December 2, 2020
Via Electronic Mail
Jaguar Health, Inc.
c/o Katherine Petty
Donohoe Advisory Associates LLC
9901 Belward Campus Drive,
Rockville, MD 20850
RE: Docket No. NQ 6431C-20: Jaguar Health, Inc. (the “Company”)
Dear Ms. Petty:
This letter informs you that the Nasdaq Listing and Hearing Review Council (the “Listing Council”) has exercised its discretion, pursuant to Nasdaq Listing Rule 5825, to review the October 28, 2020 decision of the Nasdaq Listing Qualifications Panel (the “Panel”) concerning the Company.
In particular, the Listing Council will review the question of whether the Panel should have granted the Company a longer exception period within which to regain compliance with Nasdaq Listing Rule 5550(a)(2) (the “Bid Price Rule”). Previously, the Nasdaq Listing Qualifications Department (“Staff”) had granted the Company 180 calendar days to regain compliance with the Bid Price Rule, and Staff tolled the expiration of this exception period until September 10, 2020. After the Company failed to regain compliance by the September 10 deadline, Staff notified the Company of its intention to delist the Company’s securities from Nasdaq. Upon reviewing Staff’s delist determination, the Panel issued a decision on October 28 in which it granted the Company’s request for continued listing, but it decided against granting the Company an additional 180 days to regain compliance, as it concluded that the Company had the means at its disposal to conduct a reverse stock split at an earlier date. Instead, the Panel decided that it would be in the best interests of prospective investors and the markets to grant the Company a shorter exception period to regain compliance with the Bid Price Rule — on or before December 23, 2020. The call for review will examine the issue of whether the Panel erred in so limiting the length of the exception period. The Council will consider no other matters in this proceeding unless the Company files a timely appeal of the Panel’s decision.
Nasdaq, Inc. • 805 King Farm Blvd. • Rockville, MD 20850 • www.nasdaq.com
Call for Review Letter
The Company may submit a brief memorandum to the Council that: (1) states its position as to whether it agrees with and intends to meet the Panel’s December 23, 2020 deadline for the Company to regain compliance with the Bid Price Rule; (2) explains and provides support for its position; and (3) if the Company believes that the December 23 deadline was infeasible or inappropriate, proposes an alternative timeline and plan for regaining compliance with the Bid Price Rule. Any submission provided should be one e-mail attachment. The Company’s memorandum must be provided by no later than close of business on December 16, 2020.
Staff may provide the Listing Council by close of business on December 30, 2020 with a memorandum, which should include current financial information regarding the Company, and any additional information that Staff believes would assist the Listing Council in its review of this matter. The Company may respond to any such Staff submission by close of business on January 6, 2021.
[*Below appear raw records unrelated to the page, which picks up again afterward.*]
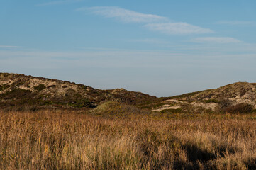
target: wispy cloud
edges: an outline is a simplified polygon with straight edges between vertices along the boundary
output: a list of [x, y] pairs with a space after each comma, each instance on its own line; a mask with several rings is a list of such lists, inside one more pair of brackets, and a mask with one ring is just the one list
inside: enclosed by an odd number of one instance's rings
[[145, 14], [116, 6], [96, 6], [77, 9], [77, 11], [84, 10], [89, 11], [94, 14], [107, 18], [114, 18], [122, 22], [127, 23], [150, 23], [168, 21], [165, 17], [152, 14]]
[[162, 40], [159, 40], [159, 39], [154, 39], [154, 38], [134, 39], [134, 40], [130, 40], [130, 41], [150, 43], [150, 44], [167, 44], [167, 43], [168, 43], [167, 41], [165, 41]]
[[215, 23], [230, 26], [256, 26], [256, 22], [248, 21], [220, 21]]
[[213, 31], [210, 29], [193, 26], [187, 23], [148, 23], [145, 26], [145, 27], [152, 30], [160, 31], [170, 35], [213, 33]]
[[199, 43], [211, 42], [221, 44], [242, 42], [242, 41], [238, 39], [230, 37], [201, 37], [193, 39], [192, 42]]
[[46, 2], [37, 4], [36, 6], [50, 6], [50, 5], [59, 5], [59, 4], [67, 4], [70, 3], [79, 2], [82, 0], [63, 0], [63, 1], [53, 1], [50, 2]]
[[213, 30], [187, 23], [172, 22], [169, 18], [153, 14], [145, 14], [116, 6], [80, 8], [77, 11], [89, 11], [96, 15], [113, 18], [122, 22], [143, 23], [144, 27], [169, 35], [211, 33]]
[[7, 48], [7, 49], [14, 49], [14, 48], [20, 48], [19, 46], [11, 46], [11, 45], [0, 45], [0, 48]]

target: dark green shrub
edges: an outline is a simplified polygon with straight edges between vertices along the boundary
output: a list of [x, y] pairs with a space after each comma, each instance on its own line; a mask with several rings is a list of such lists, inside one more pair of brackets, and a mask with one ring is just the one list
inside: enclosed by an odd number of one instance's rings
[[40, 91], [45, 89], [45, 88], [46, 88], [46, 86], [42, 84], [39, 84], [37, 86], [34, 86], [34, 89], [38, 91]]
[[165, 109], [160, 111], [161, 113], [182, 113], [182, 109], [181, 108], [169, 108]]
[[94, 103], [89, 101], [87, 98], [78, 99], [71, 103], [69, 103], [69, 105], [75, 108], [95, 107]]
[[227, 107], [224, 111], [228, 113], [252, 113], [254, 107], [247, 103], [239, 103]]
[[204, 101], [206, 103], [218, 103], [219, 101], [217, 101], [216, 99], [209, 99], [209, 100], [206, 100]]

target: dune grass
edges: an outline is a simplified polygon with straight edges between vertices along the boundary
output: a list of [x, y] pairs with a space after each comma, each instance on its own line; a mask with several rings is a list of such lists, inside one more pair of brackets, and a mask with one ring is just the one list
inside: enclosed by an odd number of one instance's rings
[[[0, 111], [0, 169], [256, 169], [255, 115], [128, 115], [136, 108], [119, 106]], [[126, 116], [99, 114], [118, 109]]]

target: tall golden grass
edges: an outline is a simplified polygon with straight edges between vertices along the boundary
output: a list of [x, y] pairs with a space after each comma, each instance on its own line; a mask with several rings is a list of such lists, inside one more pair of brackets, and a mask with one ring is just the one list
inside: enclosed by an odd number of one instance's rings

Upon closing of the record, the parties will be provided with a list of those documents comprising the record on review. Any corrections or clarifications concerning what is included in the record must be raised no later than three business days thereafter.
All submissions and written communications to the Listing Council should be forwarded, by e-mail, to firstname.lastname@example.org. Your e-mailed document must be titled and clearly identified by the Company’s name and the type of document (e.g., IdealCorp Brief). The subject line of the e-mail sent to email@example.com should also be clearly identified by company and subject matter.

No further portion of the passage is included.